Unfortunately, there has been no medal for the German Weightlifting Association (BVDG) since 2008 and the women are also still waiting for their very first precious metal.
Weightlifting in Tokyo
The weightlifting events in the Japanese metropolis of 13 million inhabitants will take place from July 24th to August 4th, 2021, at the Tokyo International Forum. Built in 1997, the multifunctional complex is usually used as a convention center away from Olympic competitions. Hall A, used for the weightlifting events, normally holds up to 5,000 spectators, but due to the Covid-19 pandemic, the competitions are held without an audience.
To help you keep track of the upcoming days, we have created an overall schedule of the weightlifting events. Besides the decisions with German participation, we still have groups of our Weightlifting Shop athletes team visible.
Weightlifting on TV and stream (Germany/Europe)
As with the last Winter Games in Pyeongchang, the initial licensing rights for the Tokyo Olympics are already held by the American media company Discovery. The decisions will be broadcast in Germany on the free-TV channel Eurosport 1, the pay-TV channel Eurosport 2, and the paid Eurosport Player service. Since Eurosport will be showing the Olympics around the clock, weightlifting fans will also get their money’s worth.
In addition to the Medal Zone, a conference circuit in which all current decisions will be broadcast, Eurosport will offer additional highlights shows. In addition, Eurosport will stream up to eight additional LIVE feeds with German commentary via JoynPLUS+ (chargeable) – “Every Second of the Olympic Games Live”.
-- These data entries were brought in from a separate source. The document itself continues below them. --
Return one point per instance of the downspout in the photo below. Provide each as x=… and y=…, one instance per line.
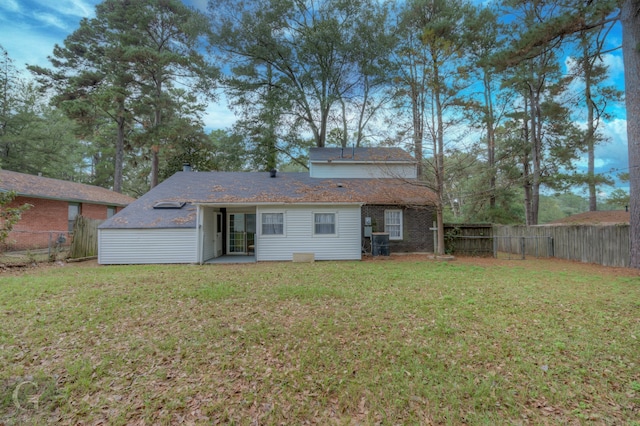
x=199, y=238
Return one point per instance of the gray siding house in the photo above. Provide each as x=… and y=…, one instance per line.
x=194, y=217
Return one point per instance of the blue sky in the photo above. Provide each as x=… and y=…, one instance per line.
x=31, y=28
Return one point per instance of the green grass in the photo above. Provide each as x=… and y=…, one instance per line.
x=391, y=342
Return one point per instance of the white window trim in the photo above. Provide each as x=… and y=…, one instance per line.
x=401, y=224
x=335, y=224
x=284, y=224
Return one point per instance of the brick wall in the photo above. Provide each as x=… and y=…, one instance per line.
x=415, y=227
x=45, y=222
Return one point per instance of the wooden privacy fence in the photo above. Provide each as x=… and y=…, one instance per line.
x=602, y=244
x=469, y=239
x=85, y=238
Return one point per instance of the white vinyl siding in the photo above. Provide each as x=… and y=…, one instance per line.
x=133, y=246
x=362, y=170
x=300, y=237
x=393, y=224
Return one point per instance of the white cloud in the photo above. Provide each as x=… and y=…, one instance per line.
x=218, y=115
x=49, y=20
x=71, y=8
x=10, y=5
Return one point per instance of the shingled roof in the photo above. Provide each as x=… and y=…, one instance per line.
x=229, y=188
x=368, y=154
x=55, y=189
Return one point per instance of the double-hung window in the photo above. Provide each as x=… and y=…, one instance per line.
x=393, y=224
x=324, y=223
x=74, y=211
x=272, y=223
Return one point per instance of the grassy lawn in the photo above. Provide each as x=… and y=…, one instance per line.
x=389, y=342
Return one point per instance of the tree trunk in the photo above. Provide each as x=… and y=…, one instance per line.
x=491, y=139
x=588, y=65
x=439, y=160
x=631, y=51
x=119, y=158
x=536, y=154
x=418, y=127
x=157, y=121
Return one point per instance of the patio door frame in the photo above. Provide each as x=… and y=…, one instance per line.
x=248, y=231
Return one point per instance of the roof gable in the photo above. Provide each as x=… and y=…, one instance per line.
x=360, y=154
x=56, y=189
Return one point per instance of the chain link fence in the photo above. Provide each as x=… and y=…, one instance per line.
x=51, y=243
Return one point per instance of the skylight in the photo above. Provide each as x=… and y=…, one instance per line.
x=169, y=205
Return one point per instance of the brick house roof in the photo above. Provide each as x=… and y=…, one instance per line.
x=229, y=188
x=55, y=189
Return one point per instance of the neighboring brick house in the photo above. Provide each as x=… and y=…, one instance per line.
x=56, y=203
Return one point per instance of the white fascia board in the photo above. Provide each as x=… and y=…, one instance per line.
x=263, y=203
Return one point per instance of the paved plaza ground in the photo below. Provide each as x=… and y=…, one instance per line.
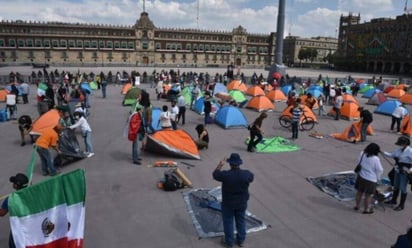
x=125, y=209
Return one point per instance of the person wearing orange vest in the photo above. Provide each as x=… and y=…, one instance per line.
x=48, y=139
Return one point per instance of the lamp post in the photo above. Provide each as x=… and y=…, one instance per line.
x=278, y=66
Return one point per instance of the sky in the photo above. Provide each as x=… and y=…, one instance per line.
x=304, y=18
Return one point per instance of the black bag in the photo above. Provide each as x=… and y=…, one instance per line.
x=358, y=167
x=172, y=181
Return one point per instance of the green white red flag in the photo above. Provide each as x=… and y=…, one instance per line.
x=50, y=214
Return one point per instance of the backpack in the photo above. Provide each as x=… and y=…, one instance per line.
x=172, y=181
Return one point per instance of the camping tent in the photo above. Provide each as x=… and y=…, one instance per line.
x=230, y=117
x=48, y=120
x=348, y=111
x=377, y=98
x=237, y=85
x=260, y=103
x=306, y=109
x=352, y=133
x=387, y=107
x=176, y=143
x=255, y=91
x=276, y=96
x=131, y=96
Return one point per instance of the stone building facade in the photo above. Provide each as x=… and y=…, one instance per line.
x=383, y=45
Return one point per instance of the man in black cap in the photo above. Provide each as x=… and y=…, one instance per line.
x=235, y=195
x=19, y=181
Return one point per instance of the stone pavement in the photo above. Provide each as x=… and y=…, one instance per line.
x=125, y=209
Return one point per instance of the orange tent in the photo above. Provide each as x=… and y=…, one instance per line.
x=396, y=93
x=407, y=99
x=306, y=109
x=349, y=98
x=406, y=126
x=48, y=120
x=177, y=143
x=349, y=111
x=276, y=96
x=237, y=85
x=126, y=88
x=255, y=91
x=352, y=133
x=3, y=94
x=303, y=99
x=260, y=103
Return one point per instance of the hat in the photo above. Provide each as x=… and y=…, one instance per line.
x=234, y=159
x=403, y=141
x=19, y=179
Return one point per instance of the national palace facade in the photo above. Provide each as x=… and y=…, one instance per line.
x=383, y=45
x=143, y=44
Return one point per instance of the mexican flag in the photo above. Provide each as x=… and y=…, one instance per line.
x=50, y=214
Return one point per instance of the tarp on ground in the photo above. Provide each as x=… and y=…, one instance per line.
x=175, y=143
x=260, y=103
x=204, y=207
x=377, y=98
x=387, y=107
x=352, y=132
x=230, y=117
x=340, y=185
x=48, y=120
x=275, y=144
x=69, y=147
x=131, y=96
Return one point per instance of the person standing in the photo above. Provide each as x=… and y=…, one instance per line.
x=296, y=112
x=403, y=158
x=365, y=119
x=48, y=139
x=181, y=103
x=133, y=132
x=256, y=131
x=369, y=175
x=25, y=90
x=19, y=181
x=397, y=115
x=338, y=104
x=85, y=130
x=207, y=108
x=235, y=196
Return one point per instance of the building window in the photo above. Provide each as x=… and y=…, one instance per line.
x=21, y=43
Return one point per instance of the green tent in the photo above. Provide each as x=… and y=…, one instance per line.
x=131, y=96
x=237, y=95
x=275, y=144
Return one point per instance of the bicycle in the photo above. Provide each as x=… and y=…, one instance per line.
x=306, y=122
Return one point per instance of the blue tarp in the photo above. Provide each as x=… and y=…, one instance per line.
x=230, y=117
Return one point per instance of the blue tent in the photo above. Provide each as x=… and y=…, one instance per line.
x=200, y=105
x=219, y=88
x=156, y=118
x=230, y=117
x=369, y=93
x=387, y=107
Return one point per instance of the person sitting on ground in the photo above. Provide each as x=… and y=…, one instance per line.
x=25, y=126
x=203, y=137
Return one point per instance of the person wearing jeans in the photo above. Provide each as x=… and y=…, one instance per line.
x=235, y=195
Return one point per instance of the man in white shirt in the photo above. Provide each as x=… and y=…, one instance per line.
x=397, y=116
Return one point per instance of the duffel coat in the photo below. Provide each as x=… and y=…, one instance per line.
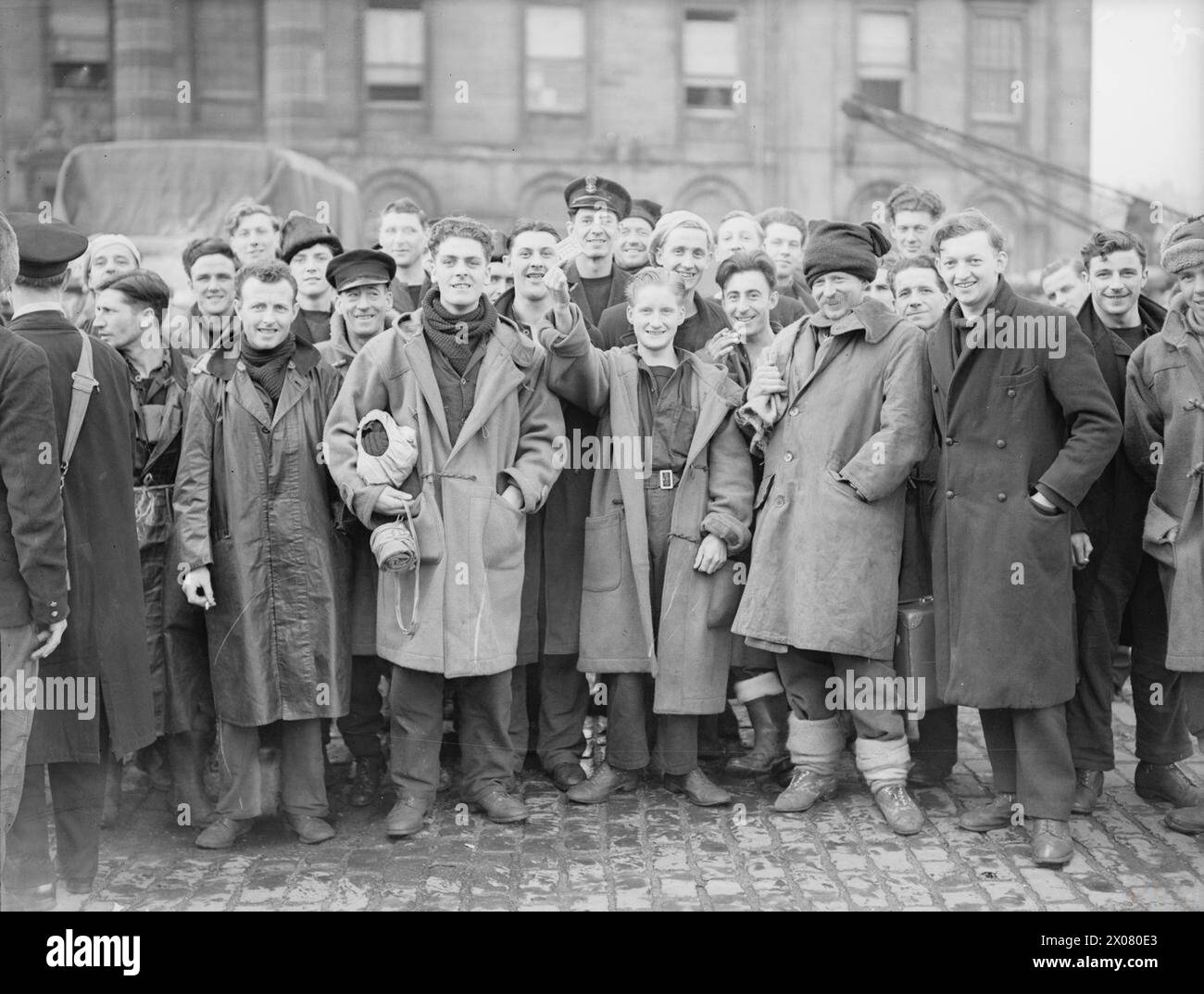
x=254, y=503
x=690, y=658
x=107, y=630
x=1164, y=442
x=470, y=542
x=826, y=563
x=1000, y=568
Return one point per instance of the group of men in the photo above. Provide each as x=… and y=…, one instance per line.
x=364, y=481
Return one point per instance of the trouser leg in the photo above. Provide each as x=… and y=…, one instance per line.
x=564, y=701
x=416, y=701
x=485, y=748
x=302, y=774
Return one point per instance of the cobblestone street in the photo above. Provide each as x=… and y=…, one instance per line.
x=651, y=849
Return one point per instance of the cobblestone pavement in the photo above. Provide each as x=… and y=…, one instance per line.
x=651, y=849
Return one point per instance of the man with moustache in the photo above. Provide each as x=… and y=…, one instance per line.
x=1114, y=576
x=595, y=281
x=308, y=245
x=683, y=244
x=360, y=281
x=1027, y=428
x=634, y=233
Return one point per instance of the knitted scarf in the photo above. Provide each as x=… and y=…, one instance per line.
x=268, y=368
x=457, y=335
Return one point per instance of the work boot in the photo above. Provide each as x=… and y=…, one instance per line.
x=223, y=833
x=368, y=781
x=992, y=816
x=1190, y=821
x=605, y=782
x=1088, y=785
x=1166, y=782
x=806, y=786
x=187, y=756
x=502, y=809
x=1051, y=842
x=697, y=788
x=406, y=817
x=769, y=753
x=898, y=809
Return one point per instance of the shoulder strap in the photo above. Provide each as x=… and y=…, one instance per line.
x=82, y=384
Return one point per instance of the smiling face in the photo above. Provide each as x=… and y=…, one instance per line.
x=738, y=233
x=309, y=269
x=266, y=312
x=655, y=313
x=533, y=255
x=631, y=247
x=971, y=268
x=919, y=296
x=686, y=253
x=461, y=270
x=1115, y=283
x=911, y=231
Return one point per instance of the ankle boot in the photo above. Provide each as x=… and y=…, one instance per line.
x=769, y=752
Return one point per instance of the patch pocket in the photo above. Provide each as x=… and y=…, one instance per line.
x=606, y=537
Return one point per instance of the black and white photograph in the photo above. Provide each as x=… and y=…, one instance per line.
x=603, y=456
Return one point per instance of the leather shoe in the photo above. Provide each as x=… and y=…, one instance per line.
x=1190, y=821
x=1166, y=782
x=566, y=774
x=806, y=786
x=697, y=788
x=1051, y=841
x=223, y=833
x=406, y=817
x=605, y=782
x=898, y=809
x=311, y=830
x=991, y=816
x=1088, y=785
x=501, y=808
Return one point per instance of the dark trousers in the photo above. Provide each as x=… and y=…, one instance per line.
x=302, y=774
x=364, y=723
x=1127, y=578
x=77, y=792
x=416, y=699
x=1031, y=758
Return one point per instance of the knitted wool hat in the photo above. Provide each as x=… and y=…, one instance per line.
x=301, y=232
x=838, y=245
x=1184, y=245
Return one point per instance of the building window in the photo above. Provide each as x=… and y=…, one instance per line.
x=395, y=51
x=80, y=44
x=884, y=57
x=555, y=59
x=997, y=55
x=709, y=59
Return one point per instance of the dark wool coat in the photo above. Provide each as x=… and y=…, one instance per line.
x=107, y=633
x=470, y=542
x=1164, y=442
x=1002, y=568
x=254, y=503
x=825, y=561
x=690, y=660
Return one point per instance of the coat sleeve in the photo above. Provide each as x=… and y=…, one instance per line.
x=730, y=488
x=541, y=435
x=194, y=475
x=884, y=461
x=1143, y=421
x=29, y=466
x=576, y=369
x=364, y=389
x=1087, y=405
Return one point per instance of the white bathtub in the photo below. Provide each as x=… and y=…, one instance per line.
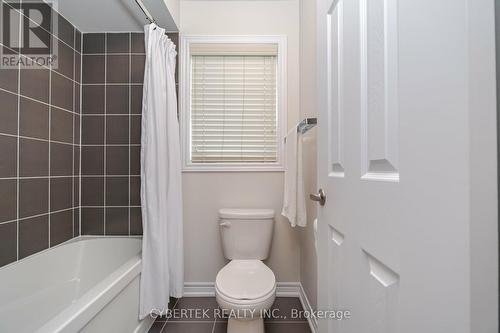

The Olympics will also be shown on ARD and ZDF, but the current program does not feature any explicit weightlifting coverage. (as of 07/17/2021)
The German team
Four athletes will represent Germany in Tokyo. Two female athletes Sabine Kusterer and Lisa Marie Schweizer and two male athletes Simon Brandhuber and Nico Müller have been qualified. They will be coached by national coach David Kurch.
Even if the German team is not among the main favorites to win a medal, the Olympic Games have their own laws. Lisa Marie Schweizer and Nico Müller in particular could be in for a surprise.
The Weightlifting Shop athletes team at the Olympics
No less than five athletes from our team made it to Tokyo. Besides the British Sarah Davies and the Belgian Nina Sterckx, the two Italians Mirko Zanni and Nino Pizzolato, as well as the Spaniard David Sanchez will participate in the Olympic Weightlifting events.